Course Content (Body of knowledge) -
  1. Identify the milestones in physical, cognitive, social and emotional development of the five to twelve year old.
  2. Apply the research on temperament models: Chess/Thomas and Rothbart
    1. Genetic and environmental influences on temperament
    2. Temperament and culture
    3. Temperament and child rearing: the goodness of fit model
    4. Strategies to work with children with different temperamental traits
  3. Describe the diversity of family structures.
    1. Different types of families
    2. Effect of home environment on children
    3. Cultural variations in parenting styles
    4. Communicating effectively with parents
  4. Assess the growing need for school-age child care.
    1. Elements of an effective before and after-school program
    2. Characteristics of professionals who work effectively with children
  5. Describe and discuss how children develop physically in middle childhood.
    1. World wide variations in body size
    2. Brain development
    3. Obesity and causes of obesity
    4. Gross and fine motor development
    5. Individual differences in motor skills
    6. Ways that professionals can help children with their motor skills
    7. Values of play
    8. Adult-organized sports
  6. Identify children with special needs.
    1. Sensory disorders
    2. Physical disorders
    3. Speech disorders
    4. Learning disabilities
    5. Attention deficit hyperactivity disorder
    6. Autism
  7. Describe and examine cognitive development in middle childhood.
    1. Nature versus nurture
    2. Piaget's Cognitive-Developmental Theory
    3. Gardner's Theory of Multiple Intelligences
    4. Sternberg's Triarchic Theory of Intelligence
    5. Vygotsky's Sociocultural Theory
    6. Behaviorist Learning Theories: Classical conditioning, Operant Conditioning and Social Learning Theory
    7. Bronfenbrenner's Ecological Systems Theory
    8. Implications for child care professionals
    9. Language
    10. Bilingualism
  8. Examine the social and emotional development in middle childhood.
    1. Cognitive, social and cultural influences on self-concept
    2. Fostering children's self-esteem
    3. Peer groups and friendships
    4. Development of perspective taking
    5. Bullying
    6. Erikson's Theory of Psychosocial Development
    7. Kohlberg's Theory of Moral Development
    8. Gilligan's Care Perspective
    9. Implications for child care professionals
  9. Identify cultural differences in children and the impact of cultural diversity in the classroom.
    1. Cultural pluralism and school-age care and education
    2. The interplay of different types of diversity and culture
    3. Individualism and collectivism
  10. Evaluate self-discipline and conflict resolution skills.
    1. Guidance toward self-discipline
    2. Communication skills
    3. Conflict management strategies
    4. The steps of problem solving
Methods of Evaluation -
  1. Homework assignments
  2. Written reflections
  3. Two observations
  4. Group projects
  5. Book reflection
  6. Oral presentation
  7. Final project
Representative Text(s) -
Click, Phyllis & J.Parker.

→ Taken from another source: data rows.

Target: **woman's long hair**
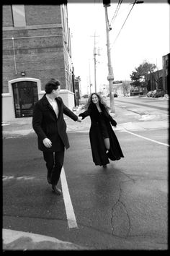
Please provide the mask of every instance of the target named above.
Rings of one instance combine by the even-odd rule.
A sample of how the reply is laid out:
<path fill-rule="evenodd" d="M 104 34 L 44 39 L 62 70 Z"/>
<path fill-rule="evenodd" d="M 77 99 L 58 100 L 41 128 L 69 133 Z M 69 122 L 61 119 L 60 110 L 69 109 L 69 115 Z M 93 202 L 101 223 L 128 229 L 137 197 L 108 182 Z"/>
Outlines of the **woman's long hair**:
<path fill-rule="evenodd" d="M 92 96 L 94 95 L 96 95 L 97 96 L 97 98 L 99 98 L 99 102 L 101 105 L 102 105 L 104 108 L 106 109 L 106 111 L 108 112 L 109 110 L 109 107 L 106 104 L 106 103 L 104 101 L 102 97 L 101 97 L 98 93 L 93 93 L 90 95 L 89 98 L 87 101 L 87 103 L 85 104 L 84 107 L 83 108 L 86 108 L 88 109 L 88 108 L 91 106 L 94 105 L 94 103 L 92 101 Z"/>

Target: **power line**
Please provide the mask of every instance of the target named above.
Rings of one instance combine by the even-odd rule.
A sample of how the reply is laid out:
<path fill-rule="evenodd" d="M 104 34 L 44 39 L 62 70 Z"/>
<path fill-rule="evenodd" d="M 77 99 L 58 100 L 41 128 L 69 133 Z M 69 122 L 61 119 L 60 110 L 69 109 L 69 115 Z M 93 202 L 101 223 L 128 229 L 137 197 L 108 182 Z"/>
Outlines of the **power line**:
<path fill-rule="evenodd" d="M 119 0 L 119 2 L 118 2 L 118 4 L 117 4 L 117 8 L 116 8 L 116 10 L 115 10 L 115 13 L 114 13 L 114 15 L 113 15 L 113 17 L 112 17 L 112 20 L 111 20 L 111 22 L 110 22 L 110 25 L 111 25 L 112 22 L 114 22 L 114 20 L 115 20 L 115 18 L 116 18 L 116 17 L 117 17 L 117 13 L 118 13 L 118 12 L 119 12 L 120 5 L 121 5 L 121 4 L 122 4 L 122 0 Z"/>
<path fill-rule="evenodd" d="M 120 35 L 120 32 L 122 31 L 122 28 L 123 28 L 123 27 L 124 27 L 124 25 L 125 25 L 125 22 L 126 22 L 127 20 L 128 20 L 128 17 L 129 17 L 129 15 L 130 15 L 130 14 L 131 11 L 132 11 L 132 9 L 133 9 L 133 8 L 134 5 L 135 4 L 135 3 L 136 3 L 136 0 L 134 1 L 134 3 L 133 3 L 133 4 L 132 8 L 130 9 L 130 12 L 129 12 L 129 13 L 128 13 L 128 16 L 127 16 L 127 17 L 126 17 L 126 19 L 125 19 L 125 20 L 124 23 L 123 23 L 123 25 L 122 25 L 122 27 L 121 27 L 121 28 L 120 28 L 120 32 L 118 33 L 118 34 L 117 34 L 117 37 L 116 37 L 115 40 L 114 40 L 114 42 L 113 42 L 113 44 L 115 43 L 115 41 L 117 40 L 117 39 L 118 36 Z"/>

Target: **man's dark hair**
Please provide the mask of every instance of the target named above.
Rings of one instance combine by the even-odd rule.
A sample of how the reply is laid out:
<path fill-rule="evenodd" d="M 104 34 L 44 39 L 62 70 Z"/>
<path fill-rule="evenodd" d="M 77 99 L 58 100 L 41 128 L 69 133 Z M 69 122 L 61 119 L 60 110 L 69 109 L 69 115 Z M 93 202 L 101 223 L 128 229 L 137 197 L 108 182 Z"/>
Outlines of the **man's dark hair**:
<path fill-rule="evenodd" d="M 58 86 L 61 85 L 61 83 L 56 79 L 51 78 L 50 81 L 48 81 L 45 85 L 45 93 L 50 94 L 52 93 L 53 90 L 57 90 Z"/>

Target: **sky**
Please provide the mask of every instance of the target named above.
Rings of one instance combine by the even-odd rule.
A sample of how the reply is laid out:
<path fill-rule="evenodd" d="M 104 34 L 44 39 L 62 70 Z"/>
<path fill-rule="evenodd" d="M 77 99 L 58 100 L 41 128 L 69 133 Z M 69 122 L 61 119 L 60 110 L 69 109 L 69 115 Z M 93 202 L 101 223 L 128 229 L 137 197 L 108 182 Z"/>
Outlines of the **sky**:
<path fill-rule="evenodd" d="M 130 74 L 147 61 L 162 69 L 162 56 L 169 53 L 169 10 L 168 3 L 134 4 L 122 1 L 113 19 L 118 0 L 107 8 L 111 61 L 115 80 L 130 80 Z M 133 3 L 133 1 L 132 1 Z M 81 93 L 94 91 L 94 35 L 96 35 L 97 88 L 108 85 L 108 60 L 105 12 L 102 0 L 88 2 L 68 1 L 68 22 L 71 30 L 72 61 L 76 77 L 81 77 Z M 119 35 L 117 36 L 117 35 Z"/>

Caring for School-Age Children, New York: Delmar Learning, 2009.

Disciplines -
Child Development
 
Method of Instruction -
Lecture, Discussion, Field work, Oral presentations, Demonstration, Field trips.
 
Lab Content -
Not applicable.
 
Types and/or Examples of Required Reading, Writing and Outside of Class Assignments -
  1. Reading and study of the text.
  2. Reading and written response to test questions, assignments and relevant articles and online reading material.
  3. Reaction writing assignments to guest speakers, video viewings, and experiences such as research projects and field trips.
  4. Research, planning and written evaluation of individual or group creative projects.